Betye Saar, "There Will Be Blood," 2011. Mixed media assemblage. 22.25 x 22.25 in (56.5 x 56.5 cm). Image courtesy of Roberts and Tilton Gallery.

Betye Saar, "Red Time," 2011. Installation View. Image courtesy of Roberts and Tilton Gallery.

Saar first rose to prominence in the 1960s as a Joseph Cornell-inspired assemblage artist who insistently tackled issues of race and history, and these issues remain central, both figuratively and literally.  Many of the pieces that make up the “Migration and Transformation” section of Red Time, which occupies the wall opposite the room’s entrance, are radical détournements of Aunt Jemimah and Uncle Tom figures, a technique that Saar may have been the first to utilize and perfect.  In fact, it is the juxtaposition of the pleasing formal rhythms, the coziness of the physical space, and the chilling historical narratives referenced by pieces such as There Will Be Blood, 2011, To the Manor Born, 2011, and Is Jim Crow Really Dead, 1972, that drives the work.

Betye Saar, "To the Manor Born," 2011. Mixed media assemblage. 11.5 x 20.5 x 2.25 in (29.2 x 52.1 x 5.7 cm). Image courtesy of Roberts and Tilton Gallery.

Betye Saar, "Red Time," 2011. Installation View. Image courtesy of Roberts and Tilton Gallery.

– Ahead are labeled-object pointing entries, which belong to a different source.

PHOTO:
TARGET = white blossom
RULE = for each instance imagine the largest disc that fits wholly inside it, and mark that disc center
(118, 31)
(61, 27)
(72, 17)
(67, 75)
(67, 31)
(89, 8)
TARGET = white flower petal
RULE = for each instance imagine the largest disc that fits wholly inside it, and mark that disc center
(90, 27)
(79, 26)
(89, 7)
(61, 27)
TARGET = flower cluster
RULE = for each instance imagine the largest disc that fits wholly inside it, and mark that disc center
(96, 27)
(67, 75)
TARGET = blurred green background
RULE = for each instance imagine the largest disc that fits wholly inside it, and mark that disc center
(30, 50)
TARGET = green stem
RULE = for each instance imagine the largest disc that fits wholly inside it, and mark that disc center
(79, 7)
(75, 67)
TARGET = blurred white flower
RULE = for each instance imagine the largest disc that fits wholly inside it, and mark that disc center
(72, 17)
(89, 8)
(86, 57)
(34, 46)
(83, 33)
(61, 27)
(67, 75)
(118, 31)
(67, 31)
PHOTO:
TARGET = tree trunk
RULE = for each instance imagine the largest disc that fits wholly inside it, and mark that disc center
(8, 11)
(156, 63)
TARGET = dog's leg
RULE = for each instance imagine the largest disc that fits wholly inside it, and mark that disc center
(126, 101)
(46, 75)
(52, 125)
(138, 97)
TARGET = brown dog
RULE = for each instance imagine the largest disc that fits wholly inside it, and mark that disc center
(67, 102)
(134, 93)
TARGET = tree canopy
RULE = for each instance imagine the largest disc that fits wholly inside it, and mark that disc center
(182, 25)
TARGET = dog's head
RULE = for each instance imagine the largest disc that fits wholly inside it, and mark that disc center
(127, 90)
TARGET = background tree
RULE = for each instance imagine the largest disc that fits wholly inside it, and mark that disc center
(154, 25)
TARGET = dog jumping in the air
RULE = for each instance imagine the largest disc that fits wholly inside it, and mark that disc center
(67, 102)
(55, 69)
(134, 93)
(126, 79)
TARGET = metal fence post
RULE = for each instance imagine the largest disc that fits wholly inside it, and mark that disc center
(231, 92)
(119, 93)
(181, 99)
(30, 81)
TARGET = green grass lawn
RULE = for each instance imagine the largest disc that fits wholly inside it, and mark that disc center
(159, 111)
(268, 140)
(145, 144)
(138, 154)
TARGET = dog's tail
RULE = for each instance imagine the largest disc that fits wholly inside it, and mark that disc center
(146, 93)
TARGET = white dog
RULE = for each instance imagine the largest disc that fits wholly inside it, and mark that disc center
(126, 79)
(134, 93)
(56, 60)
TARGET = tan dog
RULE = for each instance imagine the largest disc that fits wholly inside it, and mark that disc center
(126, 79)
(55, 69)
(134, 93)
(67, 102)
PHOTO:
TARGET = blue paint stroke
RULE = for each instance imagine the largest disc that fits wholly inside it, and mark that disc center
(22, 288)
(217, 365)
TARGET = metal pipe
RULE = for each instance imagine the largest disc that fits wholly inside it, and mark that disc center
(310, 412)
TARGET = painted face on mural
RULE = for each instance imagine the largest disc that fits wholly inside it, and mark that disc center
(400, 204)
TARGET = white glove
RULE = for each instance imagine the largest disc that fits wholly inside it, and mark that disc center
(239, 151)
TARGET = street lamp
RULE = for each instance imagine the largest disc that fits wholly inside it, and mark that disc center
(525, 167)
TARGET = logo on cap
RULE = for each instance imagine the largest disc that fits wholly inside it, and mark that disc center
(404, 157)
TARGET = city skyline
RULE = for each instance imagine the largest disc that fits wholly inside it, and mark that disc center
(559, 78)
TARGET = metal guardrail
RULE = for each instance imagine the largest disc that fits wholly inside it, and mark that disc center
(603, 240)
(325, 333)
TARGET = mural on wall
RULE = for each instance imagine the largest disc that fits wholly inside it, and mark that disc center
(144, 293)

Among the works that Saar felt absolutely needed to be present in the installation is Red Ascension, 2011, a wooden ladder hung toward the top of the wall in “Beyond Memory.”  Nestled amongst the rungs are wooden sculptures that tell a familiar story:  an African mask, several wooden ships, chains, and a crescent moon and star.  The ladder points viewers to the wall that is both the first and last in the exhibit, the wall to which their backs are turned for the majority of time they are in the room.  It is the wall with the entry and exit door, on which a series of masks hang, looking back at the viewers with all manners of expression.  Red Time is not solely a time of despair or anger.  It is also a time of rebirth and open-ended questioning.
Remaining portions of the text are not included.